Krishna,

Only a third of your count -- 551

% tcsh
  % python -v manage.py runserver >&! ~/1.1
  % grep -E "^import" ~/1.1 | wc -l
     551

So, you didn't see any noticeable pauses as the -v output was
streaming to the terminal window?  Sounds like it's just doing a
lot of work, not stalling out anywhere in particular.

Why so many imports?  Seems odd that I have more models,
but fewer lines of code, and far fewer imports.  Are all of your
imports still needed?  Or are many of them obsolete and could
be deleted?  We tend to get rid of our dead ones pretty quickly
because PyCharm shows them as grey when they're not needed.

--Fred

Fred Stluka -- mailto:f...@bristle.com -- http://bristle.com/~fred/
Bristle Software, Inc -- http://bristle.com -- Glad to be of service!
Open Source: Without walls and fences, we need no Windows or Gates.

On 7/5/16 2:00 PM, Krishna Bharadwaj wrote:
Hi Fred,

Thanks for providing your project as a reference and also the python verbose tip. I just started my dev server with the -v option to see how many import statements are fired. grep '^import ' returned about 1500 lines in the output (about 75 models with about 40k lines of code). I could not narrow down the problem to any specific import / module. Curious to know how many imports were fired in your case?

On Tuesday, 5 July 2016 01:50:26 UTC+5:30, Fred Stluka wrote:
Krishna,

I'm using:
- Mac OSX 10.11.5 (El Capitan)
- 2.3GHz Intel Core i7
- 16 GB 1333 MHz DDR3
- 512GB SSD
- Python 2.7.3
- Django 1.4.2
- MySQL 5.1.33

And it takes less than a second from when I type:
    % python manage.py runserver
until I see:

Validating models...

0 errors found
Django version 1.4.2, using settings 'hhl.settings'
Development server is running at http://127.0.0.1:8000/
Quit the server with CONTROL-C.

I have about 40 models.py files, of which 25 are empty and
exist only to prevent warnings when run automated tests.
The other 15 contain about 100 Django models with a total
of about 27,000 lines of code.

The 100 models all get validated against a locally running
MySQL server.

So, it should NOT be that slow on your Mac.

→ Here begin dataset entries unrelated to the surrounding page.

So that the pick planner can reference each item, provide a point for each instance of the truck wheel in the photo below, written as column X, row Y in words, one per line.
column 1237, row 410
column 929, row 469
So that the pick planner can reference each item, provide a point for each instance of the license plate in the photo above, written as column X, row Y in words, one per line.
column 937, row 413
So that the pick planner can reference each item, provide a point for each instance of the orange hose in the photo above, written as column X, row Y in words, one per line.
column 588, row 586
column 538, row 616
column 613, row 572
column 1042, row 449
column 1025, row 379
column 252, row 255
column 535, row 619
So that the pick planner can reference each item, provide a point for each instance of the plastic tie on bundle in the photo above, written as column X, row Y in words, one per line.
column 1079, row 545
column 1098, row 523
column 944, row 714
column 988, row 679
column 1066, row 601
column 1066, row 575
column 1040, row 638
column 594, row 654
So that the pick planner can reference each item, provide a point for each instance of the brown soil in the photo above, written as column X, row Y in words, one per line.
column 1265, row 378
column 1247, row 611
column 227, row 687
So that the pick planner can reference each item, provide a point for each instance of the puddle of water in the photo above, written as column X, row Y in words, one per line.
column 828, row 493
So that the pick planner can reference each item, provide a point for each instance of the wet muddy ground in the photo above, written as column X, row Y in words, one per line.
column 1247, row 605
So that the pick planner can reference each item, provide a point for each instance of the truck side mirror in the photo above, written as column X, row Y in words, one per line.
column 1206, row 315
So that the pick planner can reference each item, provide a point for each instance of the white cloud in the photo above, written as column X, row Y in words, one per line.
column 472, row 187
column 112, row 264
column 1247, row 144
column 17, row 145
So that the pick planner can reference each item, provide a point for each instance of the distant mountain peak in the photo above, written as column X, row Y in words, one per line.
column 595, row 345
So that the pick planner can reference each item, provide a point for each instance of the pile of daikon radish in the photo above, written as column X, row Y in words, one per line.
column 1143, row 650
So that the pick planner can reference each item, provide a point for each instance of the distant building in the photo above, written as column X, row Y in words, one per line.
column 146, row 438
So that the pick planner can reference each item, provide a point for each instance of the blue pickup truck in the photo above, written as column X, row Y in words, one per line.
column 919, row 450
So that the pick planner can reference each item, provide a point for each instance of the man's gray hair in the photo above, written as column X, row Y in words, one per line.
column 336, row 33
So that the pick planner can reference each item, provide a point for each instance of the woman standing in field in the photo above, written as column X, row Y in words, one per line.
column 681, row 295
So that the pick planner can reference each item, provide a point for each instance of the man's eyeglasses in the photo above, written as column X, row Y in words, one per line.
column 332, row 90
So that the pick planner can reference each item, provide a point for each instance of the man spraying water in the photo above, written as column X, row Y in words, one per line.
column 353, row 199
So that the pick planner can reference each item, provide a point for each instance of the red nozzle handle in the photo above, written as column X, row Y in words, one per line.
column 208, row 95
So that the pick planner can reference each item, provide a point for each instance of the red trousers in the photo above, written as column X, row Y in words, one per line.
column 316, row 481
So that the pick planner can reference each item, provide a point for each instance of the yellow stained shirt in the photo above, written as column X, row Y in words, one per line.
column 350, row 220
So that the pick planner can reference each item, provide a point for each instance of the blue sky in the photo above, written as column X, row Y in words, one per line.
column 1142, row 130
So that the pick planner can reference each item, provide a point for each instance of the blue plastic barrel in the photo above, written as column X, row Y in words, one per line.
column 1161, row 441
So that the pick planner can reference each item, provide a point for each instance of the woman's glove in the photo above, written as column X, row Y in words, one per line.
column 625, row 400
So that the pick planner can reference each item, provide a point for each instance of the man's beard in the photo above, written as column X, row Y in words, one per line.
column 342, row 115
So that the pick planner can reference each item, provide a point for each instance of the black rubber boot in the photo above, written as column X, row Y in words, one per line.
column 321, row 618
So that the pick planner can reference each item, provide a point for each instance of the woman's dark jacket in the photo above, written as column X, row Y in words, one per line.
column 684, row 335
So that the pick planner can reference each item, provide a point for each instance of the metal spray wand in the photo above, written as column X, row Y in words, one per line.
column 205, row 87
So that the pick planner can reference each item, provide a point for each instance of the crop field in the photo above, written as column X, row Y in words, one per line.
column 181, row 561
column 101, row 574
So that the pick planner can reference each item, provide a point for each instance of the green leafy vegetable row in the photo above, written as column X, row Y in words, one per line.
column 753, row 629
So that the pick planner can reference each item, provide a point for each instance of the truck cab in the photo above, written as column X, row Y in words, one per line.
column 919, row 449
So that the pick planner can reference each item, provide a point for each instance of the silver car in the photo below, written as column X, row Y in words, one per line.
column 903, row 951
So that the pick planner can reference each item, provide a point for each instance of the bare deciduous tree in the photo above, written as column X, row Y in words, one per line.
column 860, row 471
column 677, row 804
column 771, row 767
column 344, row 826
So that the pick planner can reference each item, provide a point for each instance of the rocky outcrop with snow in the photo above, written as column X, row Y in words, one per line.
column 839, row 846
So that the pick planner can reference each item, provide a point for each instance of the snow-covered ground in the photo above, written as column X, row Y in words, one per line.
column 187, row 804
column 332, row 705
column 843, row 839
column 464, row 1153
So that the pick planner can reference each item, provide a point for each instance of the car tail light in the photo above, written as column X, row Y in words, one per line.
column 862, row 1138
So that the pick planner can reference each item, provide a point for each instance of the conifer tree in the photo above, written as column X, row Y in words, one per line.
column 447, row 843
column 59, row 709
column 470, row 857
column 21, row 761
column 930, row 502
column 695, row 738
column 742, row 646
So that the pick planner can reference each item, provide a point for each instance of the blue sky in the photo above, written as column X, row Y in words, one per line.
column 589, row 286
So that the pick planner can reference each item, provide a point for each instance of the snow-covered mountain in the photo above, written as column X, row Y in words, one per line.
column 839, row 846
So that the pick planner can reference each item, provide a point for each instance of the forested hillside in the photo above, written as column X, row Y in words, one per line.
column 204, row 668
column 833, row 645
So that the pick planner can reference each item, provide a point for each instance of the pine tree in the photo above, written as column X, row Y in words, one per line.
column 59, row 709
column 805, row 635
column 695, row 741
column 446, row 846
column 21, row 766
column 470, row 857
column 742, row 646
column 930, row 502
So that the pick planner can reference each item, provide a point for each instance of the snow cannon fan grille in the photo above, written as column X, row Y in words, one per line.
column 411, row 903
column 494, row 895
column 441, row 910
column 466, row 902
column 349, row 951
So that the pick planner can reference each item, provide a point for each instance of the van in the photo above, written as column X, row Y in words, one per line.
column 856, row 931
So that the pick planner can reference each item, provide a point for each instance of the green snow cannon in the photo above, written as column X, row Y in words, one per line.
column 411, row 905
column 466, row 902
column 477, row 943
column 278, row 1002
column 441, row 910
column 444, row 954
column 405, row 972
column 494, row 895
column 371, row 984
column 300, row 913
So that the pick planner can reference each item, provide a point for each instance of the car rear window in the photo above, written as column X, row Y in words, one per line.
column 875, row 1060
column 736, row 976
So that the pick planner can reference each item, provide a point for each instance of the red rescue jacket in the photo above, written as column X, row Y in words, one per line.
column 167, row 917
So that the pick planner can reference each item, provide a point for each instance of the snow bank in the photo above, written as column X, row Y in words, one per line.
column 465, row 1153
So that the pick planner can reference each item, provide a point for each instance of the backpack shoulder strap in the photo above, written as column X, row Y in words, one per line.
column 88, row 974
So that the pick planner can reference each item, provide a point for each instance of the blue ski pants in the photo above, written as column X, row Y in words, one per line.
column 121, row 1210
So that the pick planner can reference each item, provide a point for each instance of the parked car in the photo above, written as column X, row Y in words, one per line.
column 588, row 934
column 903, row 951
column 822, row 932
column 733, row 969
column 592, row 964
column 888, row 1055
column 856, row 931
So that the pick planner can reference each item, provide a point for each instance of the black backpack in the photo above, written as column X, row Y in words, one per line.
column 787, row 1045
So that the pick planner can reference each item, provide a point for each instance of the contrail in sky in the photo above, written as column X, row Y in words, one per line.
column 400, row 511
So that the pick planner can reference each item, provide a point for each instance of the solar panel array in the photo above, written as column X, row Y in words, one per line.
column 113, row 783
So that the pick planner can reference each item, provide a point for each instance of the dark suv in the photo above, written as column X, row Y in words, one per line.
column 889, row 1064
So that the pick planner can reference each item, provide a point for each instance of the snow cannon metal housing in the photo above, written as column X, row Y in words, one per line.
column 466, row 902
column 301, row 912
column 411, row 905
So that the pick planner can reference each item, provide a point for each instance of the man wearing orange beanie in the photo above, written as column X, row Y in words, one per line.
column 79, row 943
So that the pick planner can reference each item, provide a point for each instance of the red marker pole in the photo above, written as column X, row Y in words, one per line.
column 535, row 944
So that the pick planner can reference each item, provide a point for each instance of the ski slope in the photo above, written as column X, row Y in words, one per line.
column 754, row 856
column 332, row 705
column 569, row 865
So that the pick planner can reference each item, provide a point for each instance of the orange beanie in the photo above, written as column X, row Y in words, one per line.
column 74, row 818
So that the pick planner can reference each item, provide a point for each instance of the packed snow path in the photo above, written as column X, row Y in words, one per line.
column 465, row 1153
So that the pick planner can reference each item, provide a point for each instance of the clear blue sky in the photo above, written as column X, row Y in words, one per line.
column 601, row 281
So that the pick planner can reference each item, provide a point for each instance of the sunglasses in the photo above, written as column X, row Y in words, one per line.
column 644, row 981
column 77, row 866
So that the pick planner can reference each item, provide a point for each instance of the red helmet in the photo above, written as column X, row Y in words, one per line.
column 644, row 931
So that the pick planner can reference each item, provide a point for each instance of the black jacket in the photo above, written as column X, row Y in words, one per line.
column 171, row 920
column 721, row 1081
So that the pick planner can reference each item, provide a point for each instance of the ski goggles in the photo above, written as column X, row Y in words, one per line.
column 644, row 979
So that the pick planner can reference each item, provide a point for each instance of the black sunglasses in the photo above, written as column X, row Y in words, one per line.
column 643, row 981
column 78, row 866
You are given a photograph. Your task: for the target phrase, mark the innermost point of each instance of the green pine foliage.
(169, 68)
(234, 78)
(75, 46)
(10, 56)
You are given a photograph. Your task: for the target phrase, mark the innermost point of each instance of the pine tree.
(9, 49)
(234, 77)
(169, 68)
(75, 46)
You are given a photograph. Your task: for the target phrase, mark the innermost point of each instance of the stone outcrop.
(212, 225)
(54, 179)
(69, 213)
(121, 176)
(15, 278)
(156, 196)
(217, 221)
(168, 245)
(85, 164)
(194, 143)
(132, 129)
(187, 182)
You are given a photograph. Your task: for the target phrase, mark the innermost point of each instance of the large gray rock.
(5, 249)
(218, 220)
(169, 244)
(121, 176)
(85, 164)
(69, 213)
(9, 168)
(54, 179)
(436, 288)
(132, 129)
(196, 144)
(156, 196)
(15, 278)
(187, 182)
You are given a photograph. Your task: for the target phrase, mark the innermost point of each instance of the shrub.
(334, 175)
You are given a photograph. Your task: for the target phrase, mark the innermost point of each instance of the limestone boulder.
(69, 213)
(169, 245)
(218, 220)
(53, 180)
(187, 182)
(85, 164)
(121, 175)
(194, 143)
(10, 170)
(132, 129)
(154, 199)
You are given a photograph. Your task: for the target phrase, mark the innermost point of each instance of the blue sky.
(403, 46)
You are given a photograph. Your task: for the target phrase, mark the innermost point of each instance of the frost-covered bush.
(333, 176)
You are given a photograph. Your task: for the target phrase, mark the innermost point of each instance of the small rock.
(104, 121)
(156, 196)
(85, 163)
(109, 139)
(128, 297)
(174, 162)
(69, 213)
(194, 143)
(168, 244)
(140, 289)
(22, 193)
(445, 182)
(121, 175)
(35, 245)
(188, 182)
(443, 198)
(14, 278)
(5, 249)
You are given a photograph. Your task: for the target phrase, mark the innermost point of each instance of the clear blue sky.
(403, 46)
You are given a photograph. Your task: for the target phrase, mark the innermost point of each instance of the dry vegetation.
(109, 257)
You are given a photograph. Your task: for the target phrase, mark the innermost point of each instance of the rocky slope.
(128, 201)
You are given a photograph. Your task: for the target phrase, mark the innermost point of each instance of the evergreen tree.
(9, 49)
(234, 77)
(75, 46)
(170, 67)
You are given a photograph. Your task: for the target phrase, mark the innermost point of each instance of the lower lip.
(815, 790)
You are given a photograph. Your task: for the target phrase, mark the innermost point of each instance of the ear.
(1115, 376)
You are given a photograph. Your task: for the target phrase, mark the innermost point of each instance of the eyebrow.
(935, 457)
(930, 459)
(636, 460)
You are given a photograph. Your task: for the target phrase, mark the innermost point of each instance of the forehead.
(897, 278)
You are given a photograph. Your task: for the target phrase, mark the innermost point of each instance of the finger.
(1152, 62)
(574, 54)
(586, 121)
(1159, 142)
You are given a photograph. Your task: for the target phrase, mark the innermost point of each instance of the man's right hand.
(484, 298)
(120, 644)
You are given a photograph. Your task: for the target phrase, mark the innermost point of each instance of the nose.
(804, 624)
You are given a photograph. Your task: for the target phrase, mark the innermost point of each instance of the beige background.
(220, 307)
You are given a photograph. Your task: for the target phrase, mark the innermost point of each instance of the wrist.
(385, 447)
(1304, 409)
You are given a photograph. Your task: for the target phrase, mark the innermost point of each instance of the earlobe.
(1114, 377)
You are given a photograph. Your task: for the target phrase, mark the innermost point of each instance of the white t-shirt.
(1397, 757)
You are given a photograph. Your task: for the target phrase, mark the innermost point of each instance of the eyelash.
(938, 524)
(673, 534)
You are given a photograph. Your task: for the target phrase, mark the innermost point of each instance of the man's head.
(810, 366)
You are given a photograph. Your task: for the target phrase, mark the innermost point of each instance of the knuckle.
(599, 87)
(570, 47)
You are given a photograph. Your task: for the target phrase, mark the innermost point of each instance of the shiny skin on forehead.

To narrow down the problem, I suggest you use the -v option:
    % python -v manage.py runserver
and watch to see what seems to be taking so long.

Any other suggestions, anyone?

--Fred

Fred Stluka -- mailt...@bristle.com -- http://bristle.com/~fred/
Bristle Software, Inc -- http://bristle.com -- Glad to be of service!
Open Source: Without walls and fences, we need no Windows or Gates.

On 7/4/16 2:20 AM, Krishna Bharadwaj wrote:
Hi Fred,

It takes about 3.5 - 5 seconds on my machine (Mac OSX - 2.6 GHz Intel Core i5, 8 GB 1600 MHz DDR3 and SSDs). I was curious to know if I was doing something wrong. Any pointers regarding this will be very helpful.

On Sunday, 3 July 2016 20:47:50 UTC+5:30, Fred Stluka wrote:
Krishna,

How long is "a long time"?  I have a project of ~200K lines of
python/django code.  The dev server reloads in a second or so.

--Fred

Fred Stluka -- mailt...@bristle.com -- http://bristle.com/~fred/
Bristle Software, Inc -- http://bristle.com -- Glad to be of service!
Open Source: Without walls and fences, we need no Windows or Gates.

On 7/3/16 8:42 AM, Krishna Bharadwaj wrote:
Hi everyone,

I am working on a project which is substantially big (~40k lines of python/django code including management commands). Dev server seems to be taking a lot of time to reload after making changes. I was wondering if this is due to any bad programming practice at my end? Or is this expected once the project grows big? I wanted to know if anyone in the group is dealing with it in a better way?